Why Inspection Management Systems Matter

Posted by Tita Tavares on Wed, Dec 28, 2011 @ 12:01 PM

There are many reasons why it is important for companies to develop and implement an effective inspection management system. In this blog, we’ll outline some of the reasons and how having an effective inspection system can benefit your bottom line.

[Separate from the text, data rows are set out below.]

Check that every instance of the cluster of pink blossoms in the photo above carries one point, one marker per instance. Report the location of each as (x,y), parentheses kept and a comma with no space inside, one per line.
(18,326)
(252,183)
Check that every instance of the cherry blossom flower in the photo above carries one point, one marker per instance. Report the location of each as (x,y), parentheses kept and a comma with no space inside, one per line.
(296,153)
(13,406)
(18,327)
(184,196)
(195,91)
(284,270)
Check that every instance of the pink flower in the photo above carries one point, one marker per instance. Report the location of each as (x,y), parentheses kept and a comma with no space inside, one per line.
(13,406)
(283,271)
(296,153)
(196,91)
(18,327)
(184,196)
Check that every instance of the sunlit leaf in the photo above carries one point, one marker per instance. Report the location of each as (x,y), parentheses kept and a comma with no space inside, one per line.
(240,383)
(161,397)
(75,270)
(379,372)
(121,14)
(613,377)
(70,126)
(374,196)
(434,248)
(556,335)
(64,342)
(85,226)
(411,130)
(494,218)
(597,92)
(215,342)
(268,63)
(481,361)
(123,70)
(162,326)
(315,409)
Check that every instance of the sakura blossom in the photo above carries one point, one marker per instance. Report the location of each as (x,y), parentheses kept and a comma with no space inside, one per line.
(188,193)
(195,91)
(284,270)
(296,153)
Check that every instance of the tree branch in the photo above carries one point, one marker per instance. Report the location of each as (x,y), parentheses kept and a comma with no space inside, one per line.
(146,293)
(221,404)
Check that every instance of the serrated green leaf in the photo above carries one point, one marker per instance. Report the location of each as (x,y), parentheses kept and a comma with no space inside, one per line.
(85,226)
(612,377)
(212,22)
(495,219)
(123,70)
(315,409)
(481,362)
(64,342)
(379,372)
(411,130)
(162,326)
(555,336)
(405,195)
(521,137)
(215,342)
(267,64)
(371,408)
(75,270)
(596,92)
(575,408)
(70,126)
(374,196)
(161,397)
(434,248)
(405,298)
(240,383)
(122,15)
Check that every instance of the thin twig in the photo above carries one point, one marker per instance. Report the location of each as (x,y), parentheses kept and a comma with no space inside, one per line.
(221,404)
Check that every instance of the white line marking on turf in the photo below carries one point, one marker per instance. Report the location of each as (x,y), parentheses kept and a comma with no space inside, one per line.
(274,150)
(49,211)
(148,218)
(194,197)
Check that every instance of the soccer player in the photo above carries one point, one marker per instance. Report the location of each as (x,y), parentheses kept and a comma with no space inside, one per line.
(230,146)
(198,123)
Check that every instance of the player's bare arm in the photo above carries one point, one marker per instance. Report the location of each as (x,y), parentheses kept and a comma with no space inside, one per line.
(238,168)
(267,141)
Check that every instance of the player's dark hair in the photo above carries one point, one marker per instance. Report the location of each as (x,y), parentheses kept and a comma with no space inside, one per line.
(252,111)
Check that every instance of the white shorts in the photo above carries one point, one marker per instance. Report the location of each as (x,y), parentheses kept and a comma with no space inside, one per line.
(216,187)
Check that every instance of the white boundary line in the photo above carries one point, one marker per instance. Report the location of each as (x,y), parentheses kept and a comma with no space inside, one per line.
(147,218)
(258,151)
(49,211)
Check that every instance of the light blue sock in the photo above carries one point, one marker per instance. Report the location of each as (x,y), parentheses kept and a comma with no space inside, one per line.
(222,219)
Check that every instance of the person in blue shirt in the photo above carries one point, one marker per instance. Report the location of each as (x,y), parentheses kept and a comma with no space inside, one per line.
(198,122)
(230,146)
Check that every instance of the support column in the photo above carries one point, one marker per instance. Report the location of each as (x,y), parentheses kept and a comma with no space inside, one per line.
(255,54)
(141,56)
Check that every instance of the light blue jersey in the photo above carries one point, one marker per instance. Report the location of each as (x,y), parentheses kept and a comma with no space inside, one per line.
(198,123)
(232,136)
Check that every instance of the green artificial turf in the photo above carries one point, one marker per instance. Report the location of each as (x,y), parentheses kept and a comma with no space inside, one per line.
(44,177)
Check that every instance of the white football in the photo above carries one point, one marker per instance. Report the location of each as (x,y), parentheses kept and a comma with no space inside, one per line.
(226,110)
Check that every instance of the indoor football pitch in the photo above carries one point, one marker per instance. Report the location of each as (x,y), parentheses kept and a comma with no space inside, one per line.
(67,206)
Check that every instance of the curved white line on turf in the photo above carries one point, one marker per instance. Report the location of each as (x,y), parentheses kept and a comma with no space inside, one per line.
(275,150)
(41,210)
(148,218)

Since FDA Commissioner Margaret A. Hamburg’s arrival in 2009, the FDA and other regulatory agencies have noticeably raised the bar on measures they are willing to take to protect patients’ safety. In her well-publicized speech of 2009 to the Food and Drug Law Institute entitled, "Effective Enforcement and Benefits to Public Health," Hamburg outlined measures being implemented to make the FDA stronger, more credible to the public, and more vigilant in their role of inspecting companies to ensure compliance. Her remarks included her desire for the Agency to take fast, effective actions when a company was non-compliant with the regulations.  As a result, the following actions have occurred at FDA:

  1. More Inspections: In 2011, more FDA inspectors were sent out in the field performing more inspections (particularly overseas).
     
  2. More/ Quicker Warning Letters: Companies no longer receive multiple warning letters like they did under previous administrations.  FDA is much more willing to take significant action after just one “poor” inspection.
     
  3. Elimination of Mandatory Legal Reviews: In doing so, the FDA has increased the speed of issuing warning letters while giving Districts more control over the tone and language of the letters.
     
  4. Post-Inspection Deadlines: Companies have 15 working days to respond to any problems that have been identified on the FDA 483 if they want to mitigate a possible Warning Letter.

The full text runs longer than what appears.